– Minister Ramsaran
MINISTER within the Ministry of Health, Dr. Bheri Ramsaran said, last week, that the improvements at the Dr. C.C. Nicholson Memorial Hospital, on East Coast Demerara, is a proud example of the several achievements in the sector over the past year. In an interview with the Guyana Chronicle, at his Brickdam, Georgetown office, he noted that the hospital is not new.
“The Ministry did not establish it but, when we inherited it, it was in a poor condition, a glorified health centre with minimum staff,” Ramsaran said, observing that it was referred to as a hospital very few people visited or utilised its services, except for maternal and child care services.
According to him: “It was only a hospital in name. Nobody was kept there and there was not a doctor attached for many years.”
He said the People’s Progressive Party/Civic (PPP/C) Administration changed the situation, especially after the 2006 three-day to Cuba, by President Bharat Jagdeo and a small delegation.
Ramsaran said: “Things started to turn around, significantly, at the hospital. One of the achievements after the visit to Cuba was the addition of 20 more family practitioners and one of the institutions identified to benefit was Dr. C.C. Nicholson Hospital.”
The Minister continued: “As a matter of fact, under the expanded cooperation, which started in 2006, two Cuban family practitioners were stationed at the hospital and just prior to that, a midwife/medex had been transferred to the facility.”
MORE IMPROVEMENTS
Ramsaran said, during 2010, there have been more improvements, in the form of infrastructural upgrades, which have consolidated what was done in previous years to reform the hospital, from a glorified run-down health centre to the level of a self-respecting, rural hospital.
He indicated, too, that there are still existing weaknesses at the hospital that need to be strengthened, despite the fact that the situation there is many times better than in the recent past.
Ramsaran announced that two new Guyanese doctors, Dr. David Nelson and Dr. Ameeka Breedy, recent graduates of the Cuban training programme, have been dispatched to the hospital and are occupying the newly renovated doctors’ quarters.
“The doctors now have comfortable living conditions and Dr. Breedy, who heads the hospital also lives there,” he disclosed.
Alluding to the advantages of the permanent placement of the two doctors, Ramsaran said Dr. Nelson, who resides in the hospital compound, as well, is the first ever doctor assigned to Buxton Health Centre, located fifteen minutes travelling distance away.
“He is now attached permanently to the Buxton Health Centre, which means that, for the first time ever, since it was created, it has its own resident doctor, who is also advised to conduct outreach activities in the community,” the Minister said.
Ramsaran mentioned that Dr. C.C. Nicholson Hospital also has a medex attached there and that has been one of the main achievements of the Administration in recent years at that medical institution.
“The continued and sustained provision of midwifery and obstetrics services was done in direct response to the cultural norms of that community and at the specific request of its members,” Ramsaran said.
He said expectant mothers in the area, as part of tradition, like to birth at home or in the community. So the Ministry decided, after a review of the situation, that this needs to be discontinued as it is a practice fraught with danger.
STANDARDS REQUIRED
Added to this, Ramsaran said, some of the health centres are not maintaining the high standards required for deliveries to be done there.
“Previously this was allowed but we have banned that now because of certain substandard practices. We want sterility, comfort of the patients and cleanliness in the centres. Sometimes, this is below the acceptable,” he said.
In that context, Ramsaran emphasised that the birthing activities at the Dr. C.C. Nicholson Hospital has seen a high number of positive outcomes, including no maternal deaths and few still births, over the past two years.

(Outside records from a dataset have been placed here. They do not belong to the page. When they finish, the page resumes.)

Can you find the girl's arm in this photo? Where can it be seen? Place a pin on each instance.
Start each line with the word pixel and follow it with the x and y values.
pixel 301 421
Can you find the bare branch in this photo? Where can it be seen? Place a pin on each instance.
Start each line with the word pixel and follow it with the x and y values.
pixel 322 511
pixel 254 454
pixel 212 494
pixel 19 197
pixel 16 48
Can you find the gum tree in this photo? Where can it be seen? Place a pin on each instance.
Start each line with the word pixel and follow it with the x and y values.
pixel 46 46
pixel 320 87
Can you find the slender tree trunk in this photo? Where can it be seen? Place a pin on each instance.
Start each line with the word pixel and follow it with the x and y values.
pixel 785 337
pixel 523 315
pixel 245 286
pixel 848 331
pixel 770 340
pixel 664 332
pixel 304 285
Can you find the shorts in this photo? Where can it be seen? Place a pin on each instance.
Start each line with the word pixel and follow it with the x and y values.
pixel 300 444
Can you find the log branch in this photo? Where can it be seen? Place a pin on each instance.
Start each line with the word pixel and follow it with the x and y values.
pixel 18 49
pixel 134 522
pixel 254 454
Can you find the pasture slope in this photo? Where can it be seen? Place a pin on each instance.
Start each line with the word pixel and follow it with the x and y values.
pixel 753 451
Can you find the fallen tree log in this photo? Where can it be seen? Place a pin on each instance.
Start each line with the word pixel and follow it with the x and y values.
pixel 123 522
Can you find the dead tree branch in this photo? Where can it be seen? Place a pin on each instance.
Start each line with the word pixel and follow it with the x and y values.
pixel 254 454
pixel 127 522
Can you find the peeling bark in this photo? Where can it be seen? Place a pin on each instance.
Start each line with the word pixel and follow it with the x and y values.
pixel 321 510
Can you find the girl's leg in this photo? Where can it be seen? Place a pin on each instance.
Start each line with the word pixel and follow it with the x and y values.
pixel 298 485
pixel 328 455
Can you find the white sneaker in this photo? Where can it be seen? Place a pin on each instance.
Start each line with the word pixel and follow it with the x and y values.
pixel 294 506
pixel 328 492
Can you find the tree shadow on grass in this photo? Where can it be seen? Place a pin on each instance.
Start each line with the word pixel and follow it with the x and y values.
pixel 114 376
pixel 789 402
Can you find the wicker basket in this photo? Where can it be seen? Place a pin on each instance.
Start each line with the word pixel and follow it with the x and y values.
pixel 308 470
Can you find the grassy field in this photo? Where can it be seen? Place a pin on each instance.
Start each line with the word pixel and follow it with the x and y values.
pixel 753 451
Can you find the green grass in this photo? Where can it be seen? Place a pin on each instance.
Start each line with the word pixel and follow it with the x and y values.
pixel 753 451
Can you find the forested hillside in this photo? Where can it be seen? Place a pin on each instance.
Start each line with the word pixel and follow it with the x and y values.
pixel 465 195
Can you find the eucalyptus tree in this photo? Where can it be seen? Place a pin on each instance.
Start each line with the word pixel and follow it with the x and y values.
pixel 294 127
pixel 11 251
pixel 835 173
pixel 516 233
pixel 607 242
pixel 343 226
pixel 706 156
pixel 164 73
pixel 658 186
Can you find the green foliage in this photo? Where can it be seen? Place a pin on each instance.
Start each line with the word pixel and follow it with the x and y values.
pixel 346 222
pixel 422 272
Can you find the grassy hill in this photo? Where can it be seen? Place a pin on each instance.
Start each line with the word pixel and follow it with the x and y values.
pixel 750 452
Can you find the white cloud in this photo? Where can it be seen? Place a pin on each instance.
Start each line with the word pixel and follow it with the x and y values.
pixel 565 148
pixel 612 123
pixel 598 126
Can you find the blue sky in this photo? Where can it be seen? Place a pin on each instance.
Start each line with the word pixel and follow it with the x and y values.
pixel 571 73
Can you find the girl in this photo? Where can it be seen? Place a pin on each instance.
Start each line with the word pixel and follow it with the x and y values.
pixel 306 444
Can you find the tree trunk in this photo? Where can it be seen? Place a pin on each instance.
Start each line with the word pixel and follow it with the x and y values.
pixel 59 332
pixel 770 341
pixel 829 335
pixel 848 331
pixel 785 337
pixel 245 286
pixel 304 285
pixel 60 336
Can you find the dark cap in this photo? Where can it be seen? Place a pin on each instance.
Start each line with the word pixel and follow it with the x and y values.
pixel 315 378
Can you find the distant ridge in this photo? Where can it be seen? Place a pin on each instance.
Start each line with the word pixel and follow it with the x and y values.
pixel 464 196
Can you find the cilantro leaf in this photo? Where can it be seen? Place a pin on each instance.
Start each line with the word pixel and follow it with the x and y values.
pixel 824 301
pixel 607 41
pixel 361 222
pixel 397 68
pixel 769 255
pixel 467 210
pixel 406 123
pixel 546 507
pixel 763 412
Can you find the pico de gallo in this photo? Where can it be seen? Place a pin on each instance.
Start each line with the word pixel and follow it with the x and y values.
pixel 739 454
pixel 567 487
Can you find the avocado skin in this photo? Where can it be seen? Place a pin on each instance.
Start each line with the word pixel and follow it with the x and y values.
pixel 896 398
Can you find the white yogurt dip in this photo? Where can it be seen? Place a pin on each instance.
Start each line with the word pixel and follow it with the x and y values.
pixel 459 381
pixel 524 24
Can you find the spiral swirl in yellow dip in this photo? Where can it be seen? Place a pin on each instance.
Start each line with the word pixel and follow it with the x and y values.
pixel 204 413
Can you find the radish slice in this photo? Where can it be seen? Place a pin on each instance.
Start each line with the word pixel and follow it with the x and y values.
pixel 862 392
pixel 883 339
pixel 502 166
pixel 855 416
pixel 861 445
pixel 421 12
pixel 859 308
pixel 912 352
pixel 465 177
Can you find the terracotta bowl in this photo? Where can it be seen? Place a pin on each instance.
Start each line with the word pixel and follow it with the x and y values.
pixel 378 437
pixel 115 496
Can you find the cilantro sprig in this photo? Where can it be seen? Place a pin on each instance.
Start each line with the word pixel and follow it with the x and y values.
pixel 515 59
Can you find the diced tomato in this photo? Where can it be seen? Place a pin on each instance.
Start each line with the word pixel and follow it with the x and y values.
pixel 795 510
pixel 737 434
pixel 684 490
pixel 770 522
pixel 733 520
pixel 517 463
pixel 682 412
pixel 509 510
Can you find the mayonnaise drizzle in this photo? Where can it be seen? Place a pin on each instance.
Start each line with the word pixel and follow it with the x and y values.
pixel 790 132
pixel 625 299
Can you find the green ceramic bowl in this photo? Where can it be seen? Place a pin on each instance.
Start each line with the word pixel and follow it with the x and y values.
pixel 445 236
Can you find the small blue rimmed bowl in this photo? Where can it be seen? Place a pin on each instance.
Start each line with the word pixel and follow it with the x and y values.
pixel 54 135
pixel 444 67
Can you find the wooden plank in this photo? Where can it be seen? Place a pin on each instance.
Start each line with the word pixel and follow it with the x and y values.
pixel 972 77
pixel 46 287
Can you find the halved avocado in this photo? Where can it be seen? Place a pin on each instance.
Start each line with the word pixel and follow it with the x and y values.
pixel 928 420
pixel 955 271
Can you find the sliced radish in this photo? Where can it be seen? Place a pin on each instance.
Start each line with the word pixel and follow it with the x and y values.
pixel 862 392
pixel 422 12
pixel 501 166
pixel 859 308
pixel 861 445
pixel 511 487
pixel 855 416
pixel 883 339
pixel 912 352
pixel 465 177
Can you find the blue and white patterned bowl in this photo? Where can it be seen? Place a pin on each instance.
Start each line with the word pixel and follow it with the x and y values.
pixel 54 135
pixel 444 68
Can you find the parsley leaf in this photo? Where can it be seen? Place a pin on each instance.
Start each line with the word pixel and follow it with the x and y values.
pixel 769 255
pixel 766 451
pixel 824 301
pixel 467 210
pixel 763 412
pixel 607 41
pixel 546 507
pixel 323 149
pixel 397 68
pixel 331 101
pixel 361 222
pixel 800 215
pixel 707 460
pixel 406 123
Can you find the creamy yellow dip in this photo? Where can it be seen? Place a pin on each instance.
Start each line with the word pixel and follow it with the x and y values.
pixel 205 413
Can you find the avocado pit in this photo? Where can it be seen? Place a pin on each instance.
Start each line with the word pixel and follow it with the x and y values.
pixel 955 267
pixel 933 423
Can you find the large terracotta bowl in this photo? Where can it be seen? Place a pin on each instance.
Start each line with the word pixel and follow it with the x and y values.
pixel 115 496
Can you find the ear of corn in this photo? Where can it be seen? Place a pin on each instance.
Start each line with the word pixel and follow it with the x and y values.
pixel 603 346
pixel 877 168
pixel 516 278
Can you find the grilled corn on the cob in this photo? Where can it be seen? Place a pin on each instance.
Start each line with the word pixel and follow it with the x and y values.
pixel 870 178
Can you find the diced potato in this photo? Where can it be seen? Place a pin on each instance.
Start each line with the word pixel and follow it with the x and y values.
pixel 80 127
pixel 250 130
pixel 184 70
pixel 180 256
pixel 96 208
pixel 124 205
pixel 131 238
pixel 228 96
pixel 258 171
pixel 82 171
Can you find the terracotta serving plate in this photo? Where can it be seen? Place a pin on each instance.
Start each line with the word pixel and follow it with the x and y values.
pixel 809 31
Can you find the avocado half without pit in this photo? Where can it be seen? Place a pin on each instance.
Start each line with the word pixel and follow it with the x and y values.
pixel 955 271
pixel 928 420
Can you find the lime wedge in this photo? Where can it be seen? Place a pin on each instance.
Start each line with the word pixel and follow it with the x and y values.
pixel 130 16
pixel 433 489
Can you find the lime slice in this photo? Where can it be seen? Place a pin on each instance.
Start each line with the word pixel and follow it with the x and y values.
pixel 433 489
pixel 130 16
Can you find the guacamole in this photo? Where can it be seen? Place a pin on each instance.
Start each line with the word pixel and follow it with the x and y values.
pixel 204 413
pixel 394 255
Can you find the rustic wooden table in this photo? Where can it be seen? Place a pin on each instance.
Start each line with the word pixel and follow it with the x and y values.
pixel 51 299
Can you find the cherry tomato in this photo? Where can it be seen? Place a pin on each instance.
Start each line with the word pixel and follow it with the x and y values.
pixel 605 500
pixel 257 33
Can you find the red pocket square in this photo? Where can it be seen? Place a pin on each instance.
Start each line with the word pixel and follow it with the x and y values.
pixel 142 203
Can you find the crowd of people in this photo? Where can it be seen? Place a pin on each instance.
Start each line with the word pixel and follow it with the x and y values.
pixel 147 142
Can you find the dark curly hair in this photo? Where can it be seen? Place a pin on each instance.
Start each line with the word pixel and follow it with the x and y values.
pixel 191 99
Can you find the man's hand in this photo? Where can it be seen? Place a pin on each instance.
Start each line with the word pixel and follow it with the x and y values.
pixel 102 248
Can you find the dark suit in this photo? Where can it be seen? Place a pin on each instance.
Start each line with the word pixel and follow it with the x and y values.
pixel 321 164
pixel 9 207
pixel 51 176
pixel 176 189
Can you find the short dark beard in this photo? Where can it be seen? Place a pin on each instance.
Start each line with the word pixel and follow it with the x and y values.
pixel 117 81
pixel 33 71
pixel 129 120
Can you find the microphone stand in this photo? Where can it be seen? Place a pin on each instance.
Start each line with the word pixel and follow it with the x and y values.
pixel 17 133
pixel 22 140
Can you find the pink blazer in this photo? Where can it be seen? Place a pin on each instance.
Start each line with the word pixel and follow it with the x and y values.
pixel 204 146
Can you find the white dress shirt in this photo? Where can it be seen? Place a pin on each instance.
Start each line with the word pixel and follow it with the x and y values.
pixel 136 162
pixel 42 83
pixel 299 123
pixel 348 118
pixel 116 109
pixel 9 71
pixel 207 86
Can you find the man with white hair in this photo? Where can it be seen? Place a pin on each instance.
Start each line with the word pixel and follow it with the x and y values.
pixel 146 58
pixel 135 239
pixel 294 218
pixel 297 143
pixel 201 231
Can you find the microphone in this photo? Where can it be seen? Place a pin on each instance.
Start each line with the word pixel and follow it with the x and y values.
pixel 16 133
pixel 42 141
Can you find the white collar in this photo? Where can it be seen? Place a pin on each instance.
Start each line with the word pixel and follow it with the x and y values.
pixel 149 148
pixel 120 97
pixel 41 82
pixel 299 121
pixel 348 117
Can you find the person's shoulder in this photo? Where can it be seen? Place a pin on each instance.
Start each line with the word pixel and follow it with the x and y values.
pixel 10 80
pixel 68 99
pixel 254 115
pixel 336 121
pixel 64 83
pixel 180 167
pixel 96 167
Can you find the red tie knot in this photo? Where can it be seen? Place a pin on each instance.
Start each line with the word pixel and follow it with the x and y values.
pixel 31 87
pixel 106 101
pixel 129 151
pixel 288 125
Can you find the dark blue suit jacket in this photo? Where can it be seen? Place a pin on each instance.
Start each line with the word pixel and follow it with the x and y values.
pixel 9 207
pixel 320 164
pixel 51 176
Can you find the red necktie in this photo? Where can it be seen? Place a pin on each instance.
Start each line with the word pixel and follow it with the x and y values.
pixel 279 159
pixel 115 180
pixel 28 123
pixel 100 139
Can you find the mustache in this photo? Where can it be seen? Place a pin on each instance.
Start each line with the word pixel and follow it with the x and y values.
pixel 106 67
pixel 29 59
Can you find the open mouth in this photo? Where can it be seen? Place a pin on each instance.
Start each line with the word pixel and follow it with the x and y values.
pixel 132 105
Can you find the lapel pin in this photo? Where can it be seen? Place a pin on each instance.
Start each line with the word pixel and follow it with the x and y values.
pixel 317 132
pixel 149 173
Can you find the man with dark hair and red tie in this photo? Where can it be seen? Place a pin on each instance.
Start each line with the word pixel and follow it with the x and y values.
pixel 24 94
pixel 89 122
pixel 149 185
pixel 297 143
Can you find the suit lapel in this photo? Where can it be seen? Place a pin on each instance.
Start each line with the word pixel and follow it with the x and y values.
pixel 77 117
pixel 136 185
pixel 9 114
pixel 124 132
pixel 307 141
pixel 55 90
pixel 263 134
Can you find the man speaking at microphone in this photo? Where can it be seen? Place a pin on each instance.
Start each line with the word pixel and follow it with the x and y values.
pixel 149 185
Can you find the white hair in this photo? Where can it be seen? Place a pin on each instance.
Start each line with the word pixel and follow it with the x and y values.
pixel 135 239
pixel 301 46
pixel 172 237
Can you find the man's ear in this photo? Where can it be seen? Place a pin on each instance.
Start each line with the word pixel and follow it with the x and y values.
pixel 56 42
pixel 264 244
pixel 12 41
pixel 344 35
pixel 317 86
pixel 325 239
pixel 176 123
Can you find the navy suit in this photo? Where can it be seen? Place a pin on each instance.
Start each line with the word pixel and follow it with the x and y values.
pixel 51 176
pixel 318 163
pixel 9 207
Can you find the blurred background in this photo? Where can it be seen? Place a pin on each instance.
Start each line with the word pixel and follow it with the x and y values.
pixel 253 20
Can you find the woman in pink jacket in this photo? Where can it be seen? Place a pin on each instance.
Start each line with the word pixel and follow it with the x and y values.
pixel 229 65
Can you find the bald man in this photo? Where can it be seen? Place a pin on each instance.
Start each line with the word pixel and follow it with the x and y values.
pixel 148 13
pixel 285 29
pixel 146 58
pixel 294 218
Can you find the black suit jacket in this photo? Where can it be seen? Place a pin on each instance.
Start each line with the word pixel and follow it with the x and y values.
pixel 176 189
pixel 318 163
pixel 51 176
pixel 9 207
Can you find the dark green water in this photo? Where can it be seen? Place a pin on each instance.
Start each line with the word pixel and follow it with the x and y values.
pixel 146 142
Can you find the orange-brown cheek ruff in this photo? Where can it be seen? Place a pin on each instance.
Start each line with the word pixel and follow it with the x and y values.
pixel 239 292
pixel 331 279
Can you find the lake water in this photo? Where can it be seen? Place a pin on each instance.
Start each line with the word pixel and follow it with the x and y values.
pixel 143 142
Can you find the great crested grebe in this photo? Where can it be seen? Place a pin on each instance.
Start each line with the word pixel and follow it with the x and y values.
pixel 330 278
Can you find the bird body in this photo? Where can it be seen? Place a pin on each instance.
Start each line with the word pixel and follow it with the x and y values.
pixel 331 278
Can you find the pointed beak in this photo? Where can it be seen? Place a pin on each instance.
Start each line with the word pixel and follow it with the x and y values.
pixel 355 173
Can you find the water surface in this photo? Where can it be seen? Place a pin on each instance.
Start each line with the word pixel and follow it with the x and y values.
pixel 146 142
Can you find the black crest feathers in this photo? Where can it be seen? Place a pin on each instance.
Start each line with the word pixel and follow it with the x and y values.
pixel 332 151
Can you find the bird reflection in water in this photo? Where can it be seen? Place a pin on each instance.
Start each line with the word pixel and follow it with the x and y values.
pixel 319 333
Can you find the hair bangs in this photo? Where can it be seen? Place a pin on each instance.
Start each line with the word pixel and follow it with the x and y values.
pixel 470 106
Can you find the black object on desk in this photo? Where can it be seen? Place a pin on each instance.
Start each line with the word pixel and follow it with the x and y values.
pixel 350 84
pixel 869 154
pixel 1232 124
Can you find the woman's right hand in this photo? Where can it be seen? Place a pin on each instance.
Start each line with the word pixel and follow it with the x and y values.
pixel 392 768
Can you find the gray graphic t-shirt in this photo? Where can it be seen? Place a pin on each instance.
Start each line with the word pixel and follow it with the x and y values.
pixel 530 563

He attributed that to the good training and dedication of the medex/midwife stationed at the institution on a 24-hour basis.
Ramsaran related:”During this period, when we have had a spike in maternal deaths, this is an achievement and we are showing, here, that the Ministry of Health has provided this community and several other villages, on East Coast Demerara, with a functional health facility.
“This is quiet, unannounced, unrecognised achievement of the PPP/C Administration, of which we are proud.”